By Rhod Mackenzie
The oil discount was not a gift or good will gesture , but a very specific market instrument. The discount for India was caused by a number of geopolitical prerequisites that are now losing their relevance, Igor Yushkov, an energy analyst, told the VZGLYAD newspaper. Earlier, Indian media reported on the reduction of the discount on Russian oil for refineries in New Delhi.
“Indian media reports indicate that the parties are optimizing logistics and agreeing with each other on mutually beneficial further actions. Previously, oil transportation was transferred to those countries that are ready to ignore Western sanctions against Russian raw materials,” said Igor Yushkov, an analyst at the Financial University under the Government of the Russian Federation and the National Energy Security Fund.
“Then the transition to the settlement system in yuan, reals, dirhams and other currencies began. In parallel, there is a process of interaction between banks, carriers and other market participants. Each segment of operations is being optimized and, as a result, some inconveniences are eliminated, to cover which the discount was originally introduced,” he said.
“It is worth noting that it is rather difficult to estimate the size of the real discount in the current conditions. The fact is that some players rely on the cost of oil at the port of shipment, while others rely on it after delivery to India. Ultimately, the price of the resource will be higher because it includes transportation costs. However, it is obvious that since December last year, the discount has been gradually decreasing,” the source explains.
“The main problem with the discount is that the Russian Ministry of Finance considers the amount of funds received by the budget from exports based on the cost of Urals crude, if Europe were to purchase our resource. And then it turns out that when shipped, a barrel of oil costs $50–$55 , and the budget receives less money, since the export duty was calculated based on the cost of raw materials at the port of arrival – $70–$76 per barrel,” the analyst believes.
“Therefore, Russia is now facing an important task - changing the formula for the calculating of export duties through the Ministry of Finance. If the calculation is based on the data at the port of shipment, then the budget indicators will be more relevant,” suggests Yushkov.
“In addition, in this matter it is logical to move from comparing our Urals crude with the Brent brand to the Dubai brand. And then, based on this, calculate the size of the discount and draw some more objective conclusions,” the analyst added.
“In general, the discount is an exclusively commercial story, not a gift. When, after the start of the NWO, we entered new markets for ourselves, we had to oust traditional suppliers from there and gain a foothold. At that moment, Russia faced the risks associated with sanctions pressure and possible fines for the purchase of Russian oil.
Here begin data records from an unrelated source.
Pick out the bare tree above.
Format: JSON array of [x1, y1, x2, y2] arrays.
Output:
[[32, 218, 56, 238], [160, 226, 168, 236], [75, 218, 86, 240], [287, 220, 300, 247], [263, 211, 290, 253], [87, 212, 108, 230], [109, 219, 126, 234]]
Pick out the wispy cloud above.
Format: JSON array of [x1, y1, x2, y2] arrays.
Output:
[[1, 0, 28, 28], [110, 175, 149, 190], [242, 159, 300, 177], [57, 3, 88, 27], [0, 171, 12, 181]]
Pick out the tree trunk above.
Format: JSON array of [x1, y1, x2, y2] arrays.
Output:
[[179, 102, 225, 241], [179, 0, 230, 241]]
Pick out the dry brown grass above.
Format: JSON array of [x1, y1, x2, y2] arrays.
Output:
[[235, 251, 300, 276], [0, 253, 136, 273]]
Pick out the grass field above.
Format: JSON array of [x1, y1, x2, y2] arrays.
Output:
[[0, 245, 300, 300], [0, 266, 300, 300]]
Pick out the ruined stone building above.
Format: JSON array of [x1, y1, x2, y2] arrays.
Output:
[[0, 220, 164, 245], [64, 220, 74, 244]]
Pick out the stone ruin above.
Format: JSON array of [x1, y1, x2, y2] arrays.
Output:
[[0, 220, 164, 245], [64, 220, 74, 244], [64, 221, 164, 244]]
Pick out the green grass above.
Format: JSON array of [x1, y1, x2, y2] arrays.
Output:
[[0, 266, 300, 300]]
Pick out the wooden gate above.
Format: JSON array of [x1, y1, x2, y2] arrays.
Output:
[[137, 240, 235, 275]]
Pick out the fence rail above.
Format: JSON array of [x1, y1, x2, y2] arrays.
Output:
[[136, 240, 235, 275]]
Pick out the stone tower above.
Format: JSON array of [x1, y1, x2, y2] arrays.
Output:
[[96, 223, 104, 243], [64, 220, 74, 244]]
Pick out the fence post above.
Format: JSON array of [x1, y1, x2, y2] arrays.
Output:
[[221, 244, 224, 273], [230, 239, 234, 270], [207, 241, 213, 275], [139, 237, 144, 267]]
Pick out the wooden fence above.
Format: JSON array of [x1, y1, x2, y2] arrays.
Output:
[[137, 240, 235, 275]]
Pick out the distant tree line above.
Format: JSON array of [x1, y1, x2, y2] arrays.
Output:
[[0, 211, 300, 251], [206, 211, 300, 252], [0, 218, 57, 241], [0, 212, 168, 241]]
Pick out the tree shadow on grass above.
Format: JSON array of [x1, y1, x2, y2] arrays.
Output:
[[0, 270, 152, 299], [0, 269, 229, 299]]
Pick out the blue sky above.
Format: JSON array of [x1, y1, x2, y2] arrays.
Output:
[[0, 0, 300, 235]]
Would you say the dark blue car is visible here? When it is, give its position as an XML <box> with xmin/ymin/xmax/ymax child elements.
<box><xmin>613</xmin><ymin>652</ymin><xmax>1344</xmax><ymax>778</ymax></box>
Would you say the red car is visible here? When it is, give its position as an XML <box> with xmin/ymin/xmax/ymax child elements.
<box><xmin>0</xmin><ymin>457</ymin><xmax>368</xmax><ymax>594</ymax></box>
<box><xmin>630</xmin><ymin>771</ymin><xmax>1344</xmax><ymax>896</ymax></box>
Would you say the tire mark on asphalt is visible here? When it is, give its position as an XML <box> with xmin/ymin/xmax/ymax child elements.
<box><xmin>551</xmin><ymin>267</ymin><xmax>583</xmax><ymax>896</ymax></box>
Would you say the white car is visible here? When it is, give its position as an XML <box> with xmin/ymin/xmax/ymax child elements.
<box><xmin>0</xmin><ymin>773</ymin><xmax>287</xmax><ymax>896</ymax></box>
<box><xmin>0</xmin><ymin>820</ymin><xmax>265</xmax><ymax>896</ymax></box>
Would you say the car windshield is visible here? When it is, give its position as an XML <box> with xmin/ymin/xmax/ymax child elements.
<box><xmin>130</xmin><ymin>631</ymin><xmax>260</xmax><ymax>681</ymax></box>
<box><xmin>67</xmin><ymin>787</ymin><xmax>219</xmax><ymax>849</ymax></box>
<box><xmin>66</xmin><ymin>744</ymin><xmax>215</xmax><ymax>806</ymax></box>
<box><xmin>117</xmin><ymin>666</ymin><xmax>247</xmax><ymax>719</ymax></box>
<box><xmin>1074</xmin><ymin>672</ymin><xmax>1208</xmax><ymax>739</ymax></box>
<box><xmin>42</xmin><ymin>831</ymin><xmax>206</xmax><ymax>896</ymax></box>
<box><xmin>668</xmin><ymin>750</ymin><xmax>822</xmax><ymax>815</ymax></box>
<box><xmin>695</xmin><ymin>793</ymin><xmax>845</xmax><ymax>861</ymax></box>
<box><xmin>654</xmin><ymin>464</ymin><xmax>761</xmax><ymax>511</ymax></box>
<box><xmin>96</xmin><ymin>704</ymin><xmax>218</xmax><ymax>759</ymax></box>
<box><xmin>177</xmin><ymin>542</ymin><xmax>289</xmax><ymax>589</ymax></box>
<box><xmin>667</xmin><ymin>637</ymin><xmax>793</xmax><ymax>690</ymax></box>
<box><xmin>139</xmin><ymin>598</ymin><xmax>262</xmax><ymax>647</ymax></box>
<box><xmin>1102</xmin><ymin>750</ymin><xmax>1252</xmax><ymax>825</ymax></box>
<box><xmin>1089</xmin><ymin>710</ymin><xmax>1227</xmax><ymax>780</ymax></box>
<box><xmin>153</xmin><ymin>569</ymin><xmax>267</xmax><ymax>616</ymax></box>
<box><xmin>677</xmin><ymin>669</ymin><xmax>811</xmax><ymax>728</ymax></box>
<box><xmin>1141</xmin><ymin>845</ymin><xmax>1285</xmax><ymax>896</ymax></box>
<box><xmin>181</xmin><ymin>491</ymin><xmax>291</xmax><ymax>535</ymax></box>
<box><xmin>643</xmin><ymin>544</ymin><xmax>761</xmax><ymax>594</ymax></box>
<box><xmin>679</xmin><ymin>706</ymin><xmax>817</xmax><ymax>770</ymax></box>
The discount was intended to cover force majeure,” he said.
Earlier, Indian media said that discounts on Russian oil for refineries in India fell to $4 per barrel from peak values of $25-30, sellers are waiving the shipping tariffs to cover the gap with Brent benchmark oil and bypass the price ceiling imposed by Western countries.
According to The Times of India , citing sources, Russian oil now accounts for about 40% of India's total imports, while before the start of the military conflict in Ukraine, its share was less than 2%. The owners of Indian refineries buy Russian oil on a delivery basis, and the seller arranges delivery and insurance. The publication writes that this aspect has become even more important after the introduction of a ceiling on the price of Russian oil, "which made delivery or insurance difficult to obtain."
As an unnamed source who participated in the auction told the publication, this, as well as fragmented purchases of refineries, is what sellers of Russian oil take advantage of, who charge $ 11-19 per barrel of freight from the ports of the Baltic or Black Seas, which is almost twice the norm, and oil is sold at a price of $1-$2 below the limit, Kommersant reports .
The source is confident that Indian buyers "may soon lose the discount" if oil prices continue to decline and close the gap with the price ceiling. According to him, three little-known agencies can easily play tenders and bring the cost of Russian oil closer to the price of the standard - now it is $75-$76 . The source believes that the only way to protect India's interests is through "collective bargaining", especially with state-owned refineries.
Earlier, the Russian Ministry of Energy reported that Moscow confirms the reduction of oil supplies to the markets by 500 thousand barrels per day in August by reducing exports. The decision is intended to complement the earlier commitments to voluntarily reduce production. It is noted that the reduction has been extended until the end of December 2024, the ministry recalled.
Prior to this occuring , the United States called on India to comply with the price ceiling for Russian oil. This was stated by the coordinator of strategic communications at the US National Security Council, John Kirby. Lets recall that the price ceiling for Russian oil, set by the West, is $60. Compliance with it exempts Russian oil from Western sanctions for deliveries by sea.
At the end of May, it was reported that oil imports to India from Russia in the 2022-2023 financial year increased to $31.02 billion from $2.2 billion - 14 times compared to the previous year.